Nabokov’s Jewish Family
A friendship with an ambassador reveals the great writer’s surprising relationship with Israel
As Levavi tells it, the whole affair never progressed as far as making concrete plans for the visit, though in one of his first letters Nabokov did set down the basic outline of the proposed trip: “I would be happy to give one or two readings of my works, I would enjoy visiting museums, libraries, and universities, and I would like to take advantage of this wonderful occasion to do some butterfly hunting.”
Meanwhile, the geopolitical situation in the Near East at the beginning of the 1970s did not bode particularly well for butterfly hunting. In early October 1973, Egypt allied with Syria in an attempt to win back the territory lost in the Six Day War. The Soviet army was providing the allies with the latest military technologies, and Saudi Arabia and Kuwait were financing the allied army. OPEC cut off oil supplies to the United States and some other Western countries as a response to their support of Israel.
During this tense time, on Oct. 9, 1973, Nabokov sent a check to Levavi in support of the Israeli defense army for what would later become known as the Yom Kippur War. The accompanying note, reproduced in Selected Letters, contained the following sentence with a phrase that would have been worthy of becoming a political neologism: “I would like to make a small contribution to Israel’s defense against the Arabolshevist aggression.” Nabokov asked the recipient to forward the check at his own discretion: “May I beg you to forward the enclosed check. I am leaving the name in blank because I don’t know to what organization exactly it should go.”

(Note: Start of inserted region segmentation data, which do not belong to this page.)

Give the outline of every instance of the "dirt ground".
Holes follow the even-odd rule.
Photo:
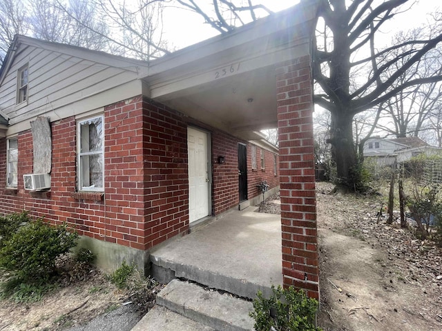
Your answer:
[[[388,226],[381,197],[330,195],[318,183],[321,310],[325,331],[442,330],[442,250]],[[262,212],[280,212],[268,198]],[[37,303],[0,304],[0,331],[66,330],[129,302],[99,272]],[[134,309],[136,309],[133,303]]]
[[[442,250],[378,220],[381,197],[317,194],[320,326],[442,330]]]

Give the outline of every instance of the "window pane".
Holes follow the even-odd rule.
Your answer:
[[[9,149],[17,149],[19,148],[19,141],[17,139],[9,139]]]
[[[28,68],[24,68],[20,72],[20,87],[24,86],[28,83]]]
[[[81,188],[103,188],[102,154],[84,155],[80,157],[80,159],[81,164]]]
[[[103,124],[101,118],[81,123],[80,134],[80,153],[102,150]]]
[[[18,159],[19,159],[19,150],[9,150],[8,161],[13,162],[13,161],[18,161]]]
[[[10,172],[8,175],[8,185],[10,186],[17,186],[17,172],[15,174]]]
[[[19,164],[18,162],[10,162],[8,163],[8,170],[9,170],[9,172],[14,172],[14,173],[17,173],[17,165]]]

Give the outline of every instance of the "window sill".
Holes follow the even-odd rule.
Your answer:
[[[70,194],[70,197],[77,200],[102,201],[104,199],[104,193],[102,192],[74,192]]]
[[[6,188],[5,195],[17,195],[18,190],[17,188]]]
[[[29,191],[32,198],[50,199],[50,191]]]

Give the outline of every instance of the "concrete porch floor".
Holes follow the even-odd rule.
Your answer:
[[[160,281],[184,278],[253,299],[282,285],[281,221],[256,207],[231,210],[197,231],[151,252]]]

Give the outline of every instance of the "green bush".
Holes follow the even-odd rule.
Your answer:
[[[78,236],[66,225],[50,226],[38,219],[21,227],[0,249],[0,268],[26,282],[54,273],[56,259],[76,244]]]
[[[109,275],[109,280],[120,290],[127,288],[128,282],[133,274],[135,270],[135,265],[131,264],[129,265],[124,261],[122,266]]]
[[[272,286],[273,296],[265,299],[260,291],[253,300],[254,310],[250,317],[255,319],[256,331],[320,331],[315,326],[318,303],[293,286],[282,289]],[[272,329],[273,328],[273,329]]]
[[[30,221],[28,212],[21,214],[12,213],[4,217],[0,217],[0,247],[10,239],[21,225]]]
[[[91,264],[95,259],[95,254],[87,248],[80,248],[74,253],[76,262]]]

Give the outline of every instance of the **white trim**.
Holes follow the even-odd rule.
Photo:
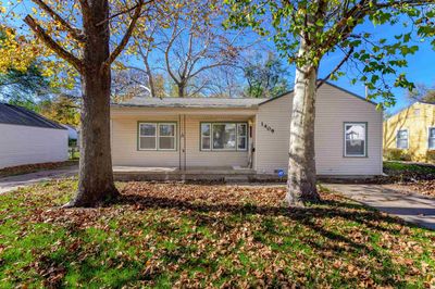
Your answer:
[[[204,136],[204,135],[202,134],[202,125],[208,125],[208,126],[209,126],[209,136]],[[199,143],[199,147],[200,147],[201,151],[211,151],[211,146],[212,146],[212,128],[211,128],[211,123],[200,123],[200,124],[199,124],[199,135],[200,135],[200,139],[199,139],[200,143]],[[203,141],[202,141],[203,138],[209,138],[209,139],[210,139],[210,142],[209,142],[210,148],[208,148],[208,149],[204,149],[204,148],[203,148],[203,146],[202,146],[202,143],[203,143]]]
[[[362,125],[364,127],[364,146],[363,146],[364,152],[363,152],[363,154],[348,154],[347,153],[346,126],[348,126],[348,125]],[[345,158],[368,158],[368,153],[366,153],[366,148],[369,146],[369,143],[368,143],[368,133],[369,133],[368,124],[366,123],[359,123],[359,122],[345,122],[344,127],[345,127],[345,129],[344,129],[344,146],[345,146],[345,148],[344,148],[345,149],[344,150],[345,153],[344,154],[345,154]]]
[[[399,138],[398,138],[399,131],[407,131],[407,147],[406,148],[399,148]],[[409,129],[408,128],[397,129],[397,131],[396,131],[396,149],[399,149],[399,150],[408,150],[409,149]]]
[[[142,125],[152,125],[156,128],[156,134],[153,136],[142,136],[140,135],[140,127]],[[160,136],[160,126],[161,125],[173,125],[174,126],[174,136]],[[138,150],[139,151],[176,151],[177,150],[177,124],[173,122],[139,122],[138,125]],[[154,148],[153,149],[144,149],[140,147],[140,138],[156,138]],[[174,148],[173,149],[161,149],[160,148],[160,138],[167,137],[174,139]]]
[[[142,136],[141,134],[140,134],[140,130],[141,130],[141,126],[142,125],[152,125],[152,126],[154,126],[154,131],[156,131],[156,134],[154,134],[154,136]],[[137,129],[138,131],[137,131],[137,134],[138,134],[138,146],[137,146],[137,148],[138,148],[138,150],[139,151],[157,151],[157,129],[158,129],[158,123],[140,123],[139,122],[139,125],[138,125],[138,128],[139,129]],[[154,148],[153,149],[144,149],[144,148],[141,148],[141,146],[140,146],[140,138],[156,138],[156,141],[154,141]]]
[[[161,125],[173,125],[174,126],[174,135],[173,136],[160,136],[160,126]],[[158,127],[159,127],[158,141],[157,141],[158,150],[159,151],[176,151],[176,148],[177,148],[177,141],[176,141],[176,137],[177,137],[176,129],[177,129],[177,127],[176,127],[176,123],[158,123]],[[173,138],[174,139],[174,148],[173,149],[162,149],[162,148],[160,148],[160,138]]]
[[[238,133],[239,126],[245,126],[245,136],[240,136]],[[248,149],[248,134],[249,134],[249,124],[248,123],[237,123],[236,127],[236,149],[238,151],[246,151]],[[238,139],[244,138],[245,139],[245,148],[240,149],[238,147]]]
[[[210,125],[210,149],[202,149],[202,125],[203,124]],[[238,138],[239,138],[238,126],[241,125],[241,124],[246,126],[246,135],[245,136],[240,136],[240,137],[246,139],[245,149],[238,149]],[[213,147],[213,144],[214,144],[214,141],[213,141],[213,139],[214,139],[213,126],[214,125],[235,125],[235,130],[236,130],[235,142],[236,143],[235,143],[235,148],[234,149],[216,149],[216,148]],[[248,122],[203,122],[203,123],[200,123],[200,126],[199,126],[199,130],[200,130],[199,131],[200,133],[199,141],[200,141],[200,144],[199,144],[199,148],[200,148],[201,151],[224,151],[224,152],[248,151],[248,147],[249,147],[249,130],[248,129],[249,129]]]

This gesture was yet another proof of what Nabokov had earlier admitted in an unpublished typescript of his interview with Nurit Beretzky, then a young reporter for the leading Israeli newspaper Maariv, who asked about Nabokov’s opinion of the current situation in the Middle East: “I can only reply to your question about the Near East in a very amateur way: I fervently favor total friendship between America and Israel and am emotionally inclined to take Israel’s side in all political matters.”

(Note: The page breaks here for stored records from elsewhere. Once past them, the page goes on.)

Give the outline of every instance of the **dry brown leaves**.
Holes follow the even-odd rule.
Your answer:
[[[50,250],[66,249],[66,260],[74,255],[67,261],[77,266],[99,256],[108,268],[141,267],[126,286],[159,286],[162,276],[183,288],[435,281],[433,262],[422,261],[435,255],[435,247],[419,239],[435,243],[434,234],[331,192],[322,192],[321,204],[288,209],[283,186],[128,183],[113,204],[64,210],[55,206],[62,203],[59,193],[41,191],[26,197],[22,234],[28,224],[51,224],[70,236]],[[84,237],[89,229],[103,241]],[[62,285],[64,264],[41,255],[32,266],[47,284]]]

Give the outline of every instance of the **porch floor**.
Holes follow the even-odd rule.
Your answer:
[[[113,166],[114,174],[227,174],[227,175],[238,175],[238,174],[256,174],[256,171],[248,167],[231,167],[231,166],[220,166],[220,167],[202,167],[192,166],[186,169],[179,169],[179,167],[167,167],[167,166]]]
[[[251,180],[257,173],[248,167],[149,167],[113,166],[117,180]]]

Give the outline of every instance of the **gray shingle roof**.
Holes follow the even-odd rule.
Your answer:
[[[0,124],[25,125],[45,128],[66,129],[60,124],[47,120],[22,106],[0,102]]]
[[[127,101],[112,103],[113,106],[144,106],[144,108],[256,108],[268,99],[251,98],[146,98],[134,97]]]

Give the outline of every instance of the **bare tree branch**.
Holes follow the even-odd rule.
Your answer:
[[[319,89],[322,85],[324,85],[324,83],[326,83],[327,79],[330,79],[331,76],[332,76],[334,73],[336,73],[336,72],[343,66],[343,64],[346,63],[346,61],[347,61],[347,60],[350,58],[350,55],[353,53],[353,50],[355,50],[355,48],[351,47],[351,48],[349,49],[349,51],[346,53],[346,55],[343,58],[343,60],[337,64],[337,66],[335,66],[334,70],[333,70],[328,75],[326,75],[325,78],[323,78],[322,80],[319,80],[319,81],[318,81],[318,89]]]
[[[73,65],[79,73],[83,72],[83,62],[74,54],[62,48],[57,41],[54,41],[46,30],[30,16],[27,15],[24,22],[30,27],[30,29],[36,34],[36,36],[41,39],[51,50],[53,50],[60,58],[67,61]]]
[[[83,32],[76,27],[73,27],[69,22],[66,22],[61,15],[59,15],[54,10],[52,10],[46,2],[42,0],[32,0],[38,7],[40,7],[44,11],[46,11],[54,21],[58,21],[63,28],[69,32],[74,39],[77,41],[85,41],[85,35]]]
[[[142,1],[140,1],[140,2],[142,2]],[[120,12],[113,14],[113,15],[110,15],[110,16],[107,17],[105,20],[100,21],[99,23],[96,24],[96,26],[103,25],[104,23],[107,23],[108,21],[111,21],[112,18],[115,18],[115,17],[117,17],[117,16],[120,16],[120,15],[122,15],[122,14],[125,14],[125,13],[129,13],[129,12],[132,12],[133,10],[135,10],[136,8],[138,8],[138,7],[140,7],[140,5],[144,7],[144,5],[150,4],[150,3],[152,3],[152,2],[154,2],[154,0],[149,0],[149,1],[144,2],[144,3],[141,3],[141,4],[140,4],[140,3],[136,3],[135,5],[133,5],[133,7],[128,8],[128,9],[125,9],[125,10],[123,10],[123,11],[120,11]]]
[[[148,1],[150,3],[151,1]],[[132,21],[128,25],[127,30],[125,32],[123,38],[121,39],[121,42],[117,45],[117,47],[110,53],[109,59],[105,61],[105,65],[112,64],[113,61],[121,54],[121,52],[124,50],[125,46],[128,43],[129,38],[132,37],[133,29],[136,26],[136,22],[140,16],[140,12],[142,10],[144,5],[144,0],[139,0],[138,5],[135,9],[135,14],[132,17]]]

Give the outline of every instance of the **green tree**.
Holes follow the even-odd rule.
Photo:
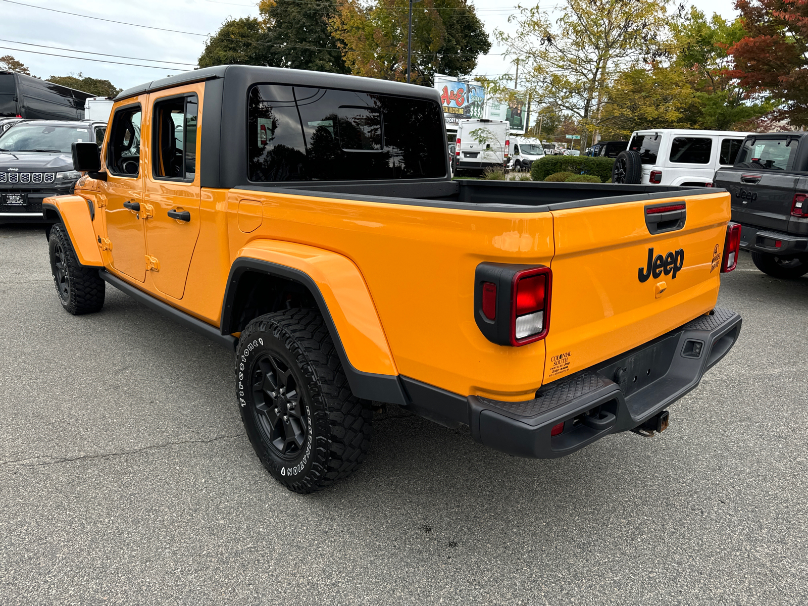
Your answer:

What might have attracted Nabokov to Levavi, a younger man engaged in a completely different field of endeavor? One gets the impression that a number of factors played a role. First among these was a common general interest in world literature. It also helped that Levavi’s profession was the traditional Nabokov family career: The author’s father and grandfather had been in government service and politics at the highest levels, and his uncle Konstantin had served on a number of diplomatic missions to London at a time somewhat like Levavi’s, during that period when, to use the words of Konstantin from his 1921 memoirs, “elemental events that were unleashed as a result of the European War … began to strike cruel blows at the national dignity of Russia.” The two men shared an equal disgust for both fascism and communism: When he visited Soviet Russia, it was with the eyes of a foreigner that Levavi saw the regime and the scale of the Bolshevik terror. In addition, Levavi had visited Leningrad/Petersburg, the city where Nabokov grew up. The ambassador told a Swiss acquaintance that, despite the new name and the still visible effects of the three-year blockade and bombardment in World War II, Leningrad in 1949 remained a city of unrivaled beauty.

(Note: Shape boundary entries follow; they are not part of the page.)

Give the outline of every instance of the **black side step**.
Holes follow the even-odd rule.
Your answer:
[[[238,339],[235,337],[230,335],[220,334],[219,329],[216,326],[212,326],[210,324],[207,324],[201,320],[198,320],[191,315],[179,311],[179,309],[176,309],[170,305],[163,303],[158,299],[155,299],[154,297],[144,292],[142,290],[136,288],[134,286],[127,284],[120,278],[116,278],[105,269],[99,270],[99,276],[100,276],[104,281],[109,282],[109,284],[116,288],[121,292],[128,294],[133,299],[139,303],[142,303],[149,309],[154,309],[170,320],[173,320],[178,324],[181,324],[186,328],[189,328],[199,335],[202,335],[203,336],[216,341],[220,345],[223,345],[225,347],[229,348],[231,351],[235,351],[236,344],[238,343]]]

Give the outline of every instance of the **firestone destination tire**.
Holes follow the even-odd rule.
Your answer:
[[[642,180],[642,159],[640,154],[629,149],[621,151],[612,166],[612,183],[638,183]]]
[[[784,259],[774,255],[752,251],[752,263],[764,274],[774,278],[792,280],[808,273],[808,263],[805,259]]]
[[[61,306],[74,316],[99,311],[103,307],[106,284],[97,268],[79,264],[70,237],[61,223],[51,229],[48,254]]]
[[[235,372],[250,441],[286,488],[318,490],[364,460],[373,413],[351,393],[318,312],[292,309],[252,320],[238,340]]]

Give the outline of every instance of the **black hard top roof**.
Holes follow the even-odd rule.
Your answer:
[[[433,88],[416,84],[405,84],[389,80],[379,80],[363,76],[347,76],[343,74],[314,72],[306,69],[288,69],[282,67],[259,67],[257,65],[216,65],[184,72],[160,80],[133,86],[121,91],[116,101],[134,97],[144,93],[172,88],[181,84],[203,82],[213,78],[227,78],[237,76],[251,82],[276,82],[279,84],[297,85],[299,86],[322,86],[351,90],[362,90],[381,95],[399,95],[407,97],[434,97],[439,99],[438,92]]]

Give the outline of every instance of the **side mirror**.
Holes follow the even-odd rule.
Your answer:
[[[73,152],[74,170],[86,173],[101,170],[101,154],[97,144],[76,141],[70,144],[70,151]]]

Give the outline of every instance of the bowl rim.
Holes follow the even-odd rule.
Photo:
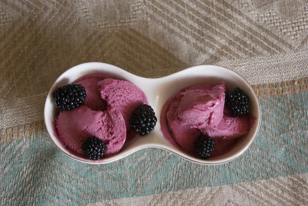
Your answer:
[[[63,76],[64,76],[65,73],[66,73],[67,72],[68,72],[68,71],[70,70],[73,70],[75,67],[80,67],[82,66],[83,65],[89,65],[89,64],[92,64],[93,63],[94,64],[101,64],[102,66],[103,65],[108,65],[108,66],[111,66],[112,67],[115,67],[114,68],[117,67],[118,69],[119,69],[120,71],[124,71],[124,72],[126,73],[129,73],[130,74],[132,74],[133,76],[134,76],[136,77],[138,77],[138,78],[143,78],[143,79],[148,79],[148,80],[155,80],[155,79],[161,79],[163,78],[167,78],[168,77],[171,76],[174,76],[174,75],[177,75],[176,74],[179,73],[181,73],[183,72],[183,71],[186,70],[188,70],[188,69],[192,69],[195,67],[200,67],[200,66],[208,66],[208,67],[210,67],[210,66],[214,66],[214,67],[220,67],[222,69],[227,69],[229,71],[230,71],[231,72],[234,72],[235,73],[236,73],[236,74],[237,74],[238,76],[239,76],[239,77],[240,77],[247,84],[247,85],[249,86],[249,87],[250,87],[250,89],[251,89],[251,90],[253,91],[253,95],[254,95],[254,96],[255,96],[256,97],[256,102],[257,102],[257,107],[259,109],[259,114],[258,114],[258,116],[259,117],[257,117],[257,118],[258,118],[259,119],[259,121],[258,122],[255,122],[257,123],[258,124],[258,126],[257,128],[256,128],[256,129],[255,130],[255,132],[254,133],[254,134],[252,135],[252,137],[250,138],[250,140],[249,141],[247,142],[247,143],[246,143],[245,144],[245,146],[243,147],[243,148],[241,148],[239,150],[239,151],[238,152],[237,152],[236,154],[233,155],[232,156],[230,156],[231,158],[228,158],[228,157],[225,157],[224,158],[224,159],[223,159],[223,161],[220,161],[219,160],[216,160],[216,162],[203,162],[204,161],[206,161],[206,160],[202,160],[201,159],[200,159],[200,161],[195,161],[194,159],[190,159],[189,157],[185,157],[185,155],[187,155],[185,153],[185,152],[182,151],[180,149],[177,149],[178,151],[177,152],[175,152],[174,151],[172,151],[173,149],[169,149],[168,148],[166,147],[164,147],[164,146],[160,146],[159,144],[144,144],[141,146],[139,146],[137,148],[136,148],[134,149],[131,149],[130,151],[128,151],[126,154],[124,154],[123,155],[122,155],[122,156],[120,156],[119,157],[117,157],[117,158],[114,158],[114,159],[103,159],[103,160],[106,159],[106,161],[101,161],[100,162],[96,162],[95,160],[83,160],[83,159],[80,159],[75,157],[74,157],[72,155],[71,155],[69,152],[65,152],[65,151],[64,151],[62,149],[61,149],[56,143],[56,142],[55,142],[55,140],[54,140],[54,138],[52,137],[52,135],[51,135],[50,133],[49,132],[49,130],[48,130],[48,127],[47,126],[47,124],[46,123],[46,106],[47,106],[47,104],[48,102],[47,101],[49,100],[49,99],[50,98],[49,97],[49,94],[51,93],[50,92],[52,92],[51,89],[52,89],[53,87],[54,87],[54,85],[57,83],[58,80],[59,80],[60,79],[61,79],[62,77]],[[93,73],[95,73],[95,72],[93,72]],[[159,115],[161,115],[161,114],[159,114]],[[260,103],[259,101],[259,99],[258,98],[258,97],[257,96],[257,95],[256,95],[256,93],[255,92],[255,91],[253,89],[252,87],[251,86],[251,85],[248,83],[248,82],[243,77],[242,77],[242,76],[241,76],[240,74],[239,74],[238,73],[237,73],[237,72],[233,71],[228,68],[225,67],[222,67],[220,66],[218,66],[218,65],[203,65],[203,64],[200,64],[200,65],[195,65],[184,69],[183,69],[182,70],[179,71],[177,72],[167,75],[166,76],[164,76],[164,77],[160,77],[160,78],[144,78],[142,77],[140,77],[138,76],[137,76],[136,74],[134,74],[133,73],[130,73],[127,71],[126,71],[120,67],[118,67],[116,66],[114,66],[112,65],[111,64],[106,64],[106,63],[101,63],[101,62],[88,62],[88,63],[82,63],[82,64],[80,64],[77,65],[75,65],[70,68],[69,68],[69,69],[65,71],[63,73],[62,73],[57,79],[56,80],[54,81],[54,82],[53,83],[53,84],[52,84],[52,85],[51,86],[51,87],[50,87],[50,89],[49,89],[49,91],[47,94],[47,97],[46,98],[46,102],[45,102],[45,106],[44,106],[44,123],[45,124],[45,126],[46,127],[46,128],[47,128],[47,132],[48,133],[48,134],[50,136],[50,138],[52,139],[52,141],[53,142],[54,144],[56,146],[57,148],[60,150],[60,151],[61,151],[62,152],[63,152],[63,153],[64,153],[65,155],[68,156],[69,157],[77,160],[78,161],[81,162],[83,162],[85,163],[87,163],[87,164],[105,164],[105,163],[111,163],[113,161],[118,161],[119,160],[128,155],[130,155],[134,153],[135,153],[136,152],[137,152],[139,150],[145,148],[149,148],[149,147],[153,147],[153,148],[160,148],[161,149],[164,149],[165,151],[168,151],[169,152],[170,152],[174,154],[175,154],[176,155],[177,155],[179,157],[181,157],[182,158],[183,158],[184,159],[186,159],[187,160],[190,161],[192,162],[195,163],[197,163],[197,164],[202,164],[202,165],[218,165],[218,164],[223,164],[223,163],[227,163],[229,161],[231,161],[232,160],[235,160],[235,159],[237,159],[238,157],[239,157],[239,156],[240,156],[241,155],[242,155],[248,148],[251,145],[251,144],[253,143],[253,142],[254,141],[256,137],[259,132],[259,130],[260,129],[260,127],[261,125],[261,119],[262,119],[262,112],[261,112],[261,106],[260,105]],[[166,139],[164,137],[164,138]],[[119,154],[119,153],[118,153]],[[182,154],[183,154],[184,155],[182,155]]]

I do not wish to exaggerate: The relationship of the ambassador and the would-be guest of his country never ventured outside the bounds of close acquaintanceship. But there is reason to believe that it subtly crossed over into something more than the reverence of typical diplomatic good manners. If nothing else, there is lasting proof of it, found in the wonderful butterflies on Levavi’s copies of Nabokov’s books, drawn especially for the diplomat. And though no one knows whether Russian literature would have benefited from any “Jerusalem prose” that might have come from Nabokov’s pen had his wish to visit Israel been fulfilled, the story of his life cannot be told without this unrealized shadow of a possibility.
As for Levavi, after he retired he composed philosophical treatises and sometimes taught university courses on a voluntary basis. He died in 2009—nine years after our meeting in Jerusalem—at the age of 97.